Efficient Object Detection on video streams using OpenCV.

The EfficientStreamOD module provides an abstract class for efficiently processing video streams and performing object detection. The class uses a grid-based approach to process multiple frames in parallel and improve the overall processing speed.

Installation

To install the package, run the following command:

pip install git+https://github.com/rubythalib33/EfficientStreamOD

Benchmark

Grid Method

Methodology

Grid method is as simply stack the frame into one image, for now it's only support for 1, 4 and 9 grid, here's the example there's 4 frames: A, B, C, D it will become like this: grid-image

Experimentation

This code is tested using Ryzen 7 5000 series Laptop CPU to run the object detection, for the architecture I choose YOLOX-S and run it on onnx environment, here is the benchmark

Grid Type Number of Frames Processed Inference Speed
1(no grid) 1 0.07s
4 4 0.08s
9 9 0.1s

Conclusion

Process the object detection using more grid will more optimize the performance, but there's a cost of the optimization that more grid you use, the small object in a frame cannot be seen by the AI, and for my experimentation the best result I get is in 4 grid method, because the 4 grid one is still has a stable detection

sample code to use the program from YOLOX-S.onnx

class YOLOX(EfficientObjectDetection):
    def __init__(self, model_path, stream_url, input_shape=(640, 640), score_thr=0.3):
        super().__init__(stream_url)
        self.score_thr = score_thr
        self.input_shape = input_shape
        self.session = onnxruntime.InferenceSession(model_path)

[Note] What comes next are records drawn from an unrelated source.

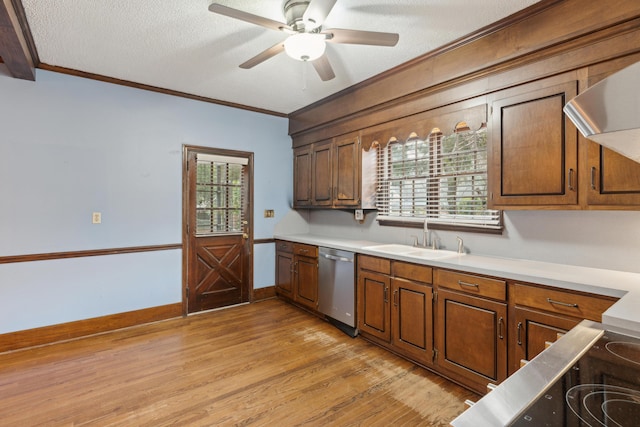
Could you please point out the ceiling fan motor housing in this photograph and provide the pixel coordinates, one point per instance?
(293, 13)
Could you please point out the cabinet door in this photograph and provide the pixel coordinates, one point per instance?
(471, 338)
(374, 314)
(321, 182)
(302, 176)
(529, 332)
(306, 270)
(346, 172)
(284, 274)
(412, 319)
(613, 179)
(534, 148)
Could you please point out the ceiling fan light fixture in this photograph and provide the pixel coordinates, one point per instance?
(305, 46)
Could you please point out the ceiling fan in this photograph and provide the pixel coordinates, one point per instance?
(307, 39)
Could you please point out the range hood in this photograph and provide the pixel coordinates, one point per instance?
(609, 112)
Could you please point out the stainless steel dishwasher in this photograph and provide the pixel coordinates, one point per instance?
(336, 288)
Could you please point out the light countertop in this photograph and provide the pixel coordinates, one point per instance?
(625, 313)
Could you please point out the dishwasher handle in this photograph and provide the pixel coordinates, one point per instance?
(337, 258)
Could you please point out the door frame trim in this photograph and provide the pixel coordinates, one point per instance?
(186, 151)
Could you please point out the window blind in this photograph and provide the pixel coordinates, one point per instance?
(219, 194)
(440, 178)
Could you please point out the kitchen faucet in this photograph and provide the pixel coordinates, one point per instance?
(425, 235)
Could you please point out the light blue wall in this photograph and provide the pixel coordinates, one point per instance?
(599, 239)
(71, 146)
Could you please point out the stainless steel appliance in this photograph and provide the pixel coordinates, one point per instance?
(589, 378)
(336, 288)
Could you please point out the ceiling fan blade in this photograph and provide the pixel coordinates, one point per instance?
(317, 11)
(263, 56)
(374, 38)
(248, 17)
(323, 68)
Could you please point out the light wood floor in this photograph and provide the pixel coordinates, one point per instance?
(267, 363)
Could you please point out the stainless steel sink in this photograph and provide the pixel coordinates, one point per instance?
(412, 251)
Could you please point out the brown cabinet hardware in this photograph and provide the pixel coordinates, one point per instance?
(564, 304)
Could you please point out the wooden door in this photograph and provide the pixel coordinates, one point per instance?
(306, 277)
(302, 176)
(412, 319)
(471, 337)
(374, 314)
(321, 183)
(218, 232)
(346, 171)
(530, 330)
(533, 148)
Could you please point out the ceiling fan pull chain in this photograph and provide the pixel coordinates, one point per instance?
(305, 65)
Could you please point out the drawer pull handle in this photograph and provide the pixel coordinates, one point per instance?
(519, 333)
(571, 186)
(470, 285)
(564, 304)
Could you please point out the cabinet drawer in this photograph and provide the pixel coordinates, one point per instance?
(565, 302)
(413, 272)
(476, 285)
(379, 265)
(284, 246)
(305, 250)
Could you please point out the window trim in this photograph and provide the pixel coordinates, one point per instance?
(436, 223)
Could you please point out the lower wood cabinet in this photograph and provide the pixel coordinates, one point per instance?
(471, 338)
(539, 314)
(284, 268)
(297, 273)
(470, 328)
(394, 310)
(374, 316)
(412, 319)
(306, 281)
(530, 330)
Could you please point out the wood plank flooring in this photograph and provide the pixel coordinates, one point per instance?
(267, 363)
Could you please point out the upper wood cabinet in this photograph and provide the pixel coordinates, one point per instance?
(321, 174)
(334, 173)
(302, 176)
(613, 180)
(533, 146)
(347, 171)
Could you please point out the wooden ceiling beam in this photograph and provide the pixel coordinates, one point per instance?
(16, 45)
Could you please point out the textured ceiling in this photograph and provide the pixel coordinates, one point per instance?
(181, 46)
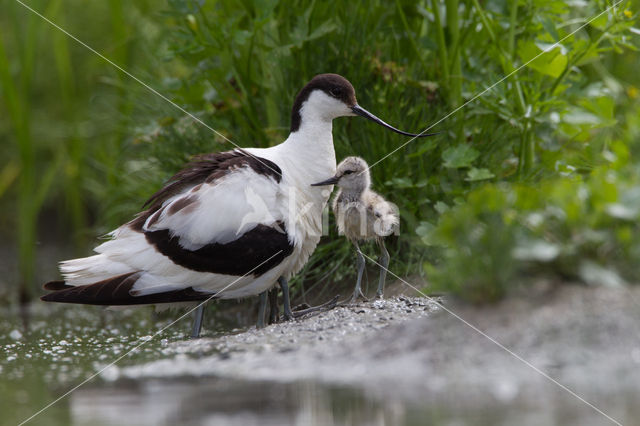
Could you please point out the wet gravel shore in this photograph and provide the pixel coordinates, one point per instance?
(570, 352)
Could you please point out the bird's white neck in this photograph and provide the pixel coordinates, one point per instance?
(310, 152)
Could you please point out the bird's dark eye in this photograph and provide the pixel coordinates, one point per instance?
(336, 92)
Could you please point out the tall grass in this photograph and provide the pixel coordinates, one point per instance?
(54, 125)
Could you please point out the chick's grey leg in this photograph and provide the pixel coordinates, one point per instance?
(274, 309)
(288, 315)
(261, 309)
(383, 260)
(358, 290)
(198, 316)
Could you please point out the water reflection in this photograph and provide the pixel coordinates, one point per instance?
(229, 402)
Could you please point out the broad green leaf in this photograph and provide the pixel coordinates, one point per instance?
(478, 174)
(459, 156)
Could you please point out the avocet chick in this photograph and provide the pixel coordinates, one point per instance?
(362, 215)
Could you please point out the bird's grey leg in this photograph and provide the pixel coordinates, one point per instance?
(358, 290)
(383, 260)
(288, 315)
(274, 310)
(197, 321)
(261, 308)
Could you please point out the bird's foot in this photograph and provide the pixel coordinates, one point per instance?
(358, 294)
(300, 312)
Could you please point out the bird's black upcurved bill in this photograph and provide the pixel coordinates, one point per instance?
(357, 109)
(330, 181)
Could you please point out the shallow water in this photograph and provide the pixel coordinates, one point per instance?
(63, 345)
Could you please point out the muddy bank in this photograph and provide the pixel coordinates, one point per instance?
(411, 349)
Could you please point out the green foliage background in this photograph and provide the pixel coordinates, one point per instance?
(480, 203)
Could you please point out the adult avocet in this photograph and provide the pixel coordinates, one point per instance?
(228, 225)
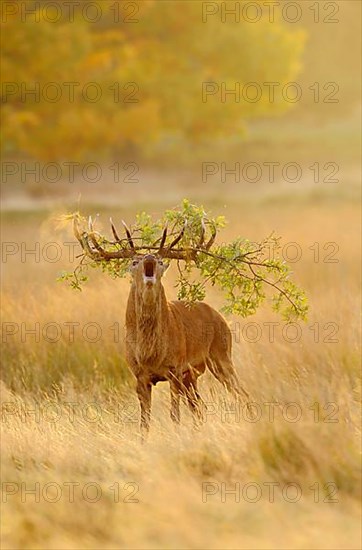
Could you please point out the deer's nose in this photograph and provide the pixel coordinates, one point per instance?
(149, 264)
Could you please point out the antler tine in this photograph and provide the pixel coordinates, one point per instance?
(97, 252)
(179, 237)
(83, 239)
(203, 231)
(115, 234)
(129, 238)
(163, 240)
(210, 242)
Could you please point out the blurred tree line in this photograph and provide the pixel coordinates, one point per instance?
(81, 86)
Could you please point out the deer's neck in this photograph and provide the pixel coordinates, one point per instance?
(148, 323)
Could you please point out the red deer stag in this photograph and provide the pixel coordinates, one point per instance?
(167, 341)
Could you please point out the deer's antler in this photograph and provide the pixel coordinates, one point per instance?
(94, 249)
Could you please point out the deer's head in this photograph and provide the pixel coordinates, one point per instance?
(146, 269)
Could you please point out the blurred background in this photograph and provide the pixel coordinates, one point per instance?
(129, 100)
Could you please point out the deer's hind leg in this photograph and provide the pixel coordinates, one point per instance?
(190, 390)
(224, 371)
(144, 389)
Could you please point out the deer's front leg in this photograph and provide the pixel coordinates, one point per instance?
(175, 388)
(144, 388)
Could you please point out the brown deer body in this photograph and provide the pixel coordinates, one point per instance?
(168, 341)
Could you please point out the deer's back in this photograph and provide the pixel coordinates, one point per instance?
(205, 330)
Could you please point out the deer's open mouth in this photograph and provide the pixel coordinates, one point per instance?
(149, 271)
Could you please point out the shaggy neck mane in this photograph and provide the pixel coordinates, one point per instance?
(150, 322)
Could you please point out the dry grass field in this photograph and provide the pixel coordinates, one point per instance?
(74, 471)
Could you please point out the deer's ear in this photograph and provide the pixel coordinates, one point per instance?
(166, 265)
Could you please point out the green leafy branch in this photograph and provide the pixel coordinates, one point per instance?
(247, 273)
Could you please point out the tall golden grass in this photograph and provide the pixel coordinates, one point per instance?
(70, 413)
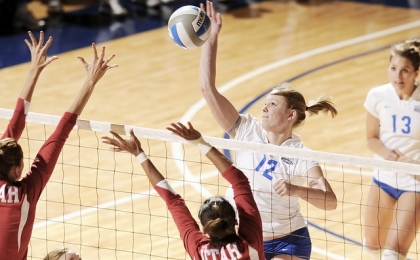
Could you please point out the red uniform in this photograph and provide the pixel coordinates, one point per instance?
(196, 243)
(18, 201)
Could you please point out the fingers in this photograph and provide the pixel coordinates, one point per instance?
(48, 43)
(41, 38)
(95, 53)
(33, 40)
(83, 61)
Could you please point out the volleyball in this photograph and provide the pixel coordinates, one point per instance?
(189, 27)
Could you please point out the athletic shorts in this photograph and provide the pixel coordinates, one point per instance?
(298, 243)
(391, 191)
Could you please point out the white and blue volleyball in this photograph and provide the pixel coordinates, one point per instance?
(189, 27)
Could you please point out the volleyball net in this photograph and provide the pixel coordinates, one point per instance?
(100, 203)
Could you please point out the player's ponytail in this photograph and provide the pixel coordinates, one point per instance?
(218, 219)
(410, 50)
(322, 104)
(296, 101)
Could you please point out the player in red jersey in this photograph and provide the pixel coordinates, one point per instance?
(19, 196)
(219, 238)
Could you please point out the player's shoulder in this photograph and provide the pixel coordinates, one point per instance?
(382, 89)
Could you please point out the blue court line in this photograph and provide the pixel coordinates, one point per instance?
(252, 102)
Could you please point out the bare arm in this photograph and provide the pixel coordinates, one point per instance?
(319, 193)
(133, 146)
(222, 109)
(39, 60)
(94, 72)
(373, 141)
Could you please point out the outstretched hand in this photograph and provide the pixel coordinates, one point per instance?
(97, 68)
(131, 145)
(188, 133)
(214, 16)
(38, 51)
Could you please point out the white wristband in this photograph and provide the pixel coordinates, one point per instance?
(142, 157)
(202, 145)
(204, 148)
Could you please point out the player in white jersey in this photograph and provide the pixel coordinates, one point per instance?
(393, 133)
(277, 182)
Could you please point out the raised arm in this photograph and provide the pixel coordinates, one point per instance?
(39, 60)
(47, 157)
(319, 193)
(222, 109)
(94, 72)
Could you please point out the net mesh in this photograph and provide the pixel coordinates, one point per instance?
(100, 203)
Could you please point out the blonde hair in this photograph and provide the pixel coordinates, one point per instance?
(296, 101)
(409, 50)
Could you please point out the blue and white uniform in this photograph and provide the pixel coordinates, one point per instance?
(399, 130)
(280, 215)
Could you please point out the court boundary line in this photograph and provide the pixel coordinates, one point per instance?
(294, 58)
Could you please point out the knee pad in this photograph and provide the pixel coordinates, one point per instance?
(389, 254)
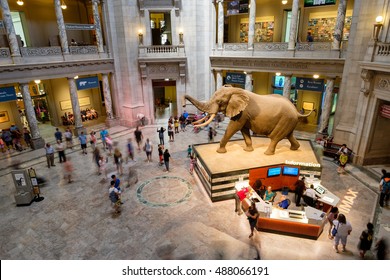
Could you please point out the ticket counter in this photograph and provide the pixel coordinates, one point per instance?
(308, 222)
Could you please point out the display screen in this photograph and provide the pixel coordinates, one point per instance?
(291, 171)
(275, 171)
(320, 190)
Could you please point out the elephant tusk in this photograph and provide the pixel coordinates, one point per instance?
(207, 122)
(199, 121)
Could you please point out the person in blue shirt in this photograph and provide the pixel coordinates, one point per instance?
(283, 203)
(83, 142)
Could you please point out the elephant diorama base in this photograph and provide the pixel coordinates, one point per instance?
(271, 115)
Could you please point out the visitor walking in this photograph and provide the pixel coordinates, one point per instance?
(343, 229)
(138, 137)
(167, 156)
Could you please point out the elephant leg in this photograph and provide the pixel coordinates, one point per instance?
(294, 143)
(231, 129)
(271, 147)
(247, 137)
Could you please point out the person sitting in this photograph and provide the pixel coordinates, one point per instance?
(269, 195)
(283, 203)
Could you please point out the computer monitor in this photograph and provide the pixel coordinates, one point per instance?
(290, 171)
(320, 190)
(274, 171)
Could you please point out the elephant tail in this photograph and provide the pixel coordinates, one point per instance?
(301, 116)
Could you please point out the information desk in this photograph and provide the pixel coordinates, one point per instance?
(307, 223)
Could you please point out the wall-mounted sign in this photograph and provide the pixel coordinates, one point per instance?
(78, 26)
(235, 78)
(309, 84)
(385, 111)
(87, 83)
(7, 94)
(313, 3)
(236, 7)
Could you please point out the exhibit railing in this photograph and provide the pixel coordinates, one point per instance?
(161, 51)
(52, 54)
(279, 49)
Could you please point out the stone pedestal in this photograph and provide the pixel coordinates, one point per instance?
(37, 143)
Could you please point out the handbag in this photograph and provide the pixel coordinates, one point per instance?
(334, 230)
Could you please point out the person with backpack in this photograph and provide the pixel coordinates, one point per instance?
(384, 188)
(113, 194)
(148, 148)
(366, 238)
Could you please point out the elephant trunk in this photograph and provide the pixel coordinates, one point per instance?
(202, 106)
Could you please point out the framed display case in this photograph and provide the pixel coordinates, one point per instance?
(322, 29)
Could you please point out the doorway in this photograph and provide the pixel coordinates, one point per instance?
(160, 25)
(165, 100)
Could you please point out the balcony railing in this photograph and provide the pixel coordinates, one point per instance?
(279, 49)
(44, 51)
(161, 51)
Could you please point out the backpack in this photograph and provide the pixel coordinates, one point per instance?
(113, 196)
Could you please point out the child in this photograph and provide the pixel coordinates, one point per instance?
(160, 154)
(343, 162)
(102, 166)
(192, 163)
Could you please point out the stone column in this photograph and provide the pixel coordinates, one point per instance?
(219, 79)
(74, 98)
(248, 81)
(107, 96)
(61, 27)
(36, 140)
(338, 30)
(220, 24)
(287, 86)
(98, 28)
(327, 107)
(294, 25)
(252, 21)
(9, 26)
(105, 18)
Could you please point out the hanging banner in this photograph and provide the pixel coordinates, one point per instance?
(313, 3)
(385, 111)
(235, 78)
(87, 83)
(309, 84)
(79, 26)
(7, 94)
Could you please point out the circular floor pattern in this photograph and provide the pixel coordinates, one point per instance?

    def inference(self, img):
        img, ratio = self.preprocess(img)
        output = self.session.run(None, {self.session.get_inputs()[0].name: img[None, :, :, :]})
        dets = self.postprocess(output, ratio)
        return dets

    def preprocess(self, img):
        img, ratio = preprocess(img, self.input_shape)
        return img, ratio

    def postprocess(self, output, ratio):
        predictions = demo_postprocess(output[0], self.input_shape)[0]
        boxes = predictions[:, :4]
        scores = predictions[:, 4:5] * predictions[:, 5:]
        boxes_xyxy = np.ones_like(boxes)
        boxes_xyxy[:, 0] = boxes[:, 0] - boxes[:, 2]/2.
        boxes_xyxy[:, 1] = boxes[:, 1] - boxes[:, 3]/2.
        boxes_xyxy[:, 2] = boxes[:, 0] + boxes[:, 2]/2.
        boxes_xyxy[:, 3] = boxes[:, 1] + boxes[:, 3]/2.
        boxes_xyxy /= ratio
        dets = multiclass_nms(boxes_xyxy, scores, nms_thr=0.45, score_thr=self.score_thr)
        return dets

    def visualize(self, img, dets):
        if dets is not None:
            final_boxes, final_scores, final_cls_inds = dets[:, :4], dets[:, 4], dets[:, 5]
            img = vis(img, final_boxes, final_scores, final_cls_inds,
                        conf=self.score_thr, class_names=COCO_CLASSES)
        return img

yolox = YOLOX(args.model, args.image_path, input_shape, args.score_thr)
yolox.start_stream(grid_type=4)
time.sleep(1)
while True:
    img,dets = yolox.get_result()
    dets = np.array(dets)
    if img is not None:
        img = yolox.visualize(img, dets)
        cv2.imshow('result', img)
        if cv2.waitKey(1) == ord('q'):
            break
    time.sleep(0.03)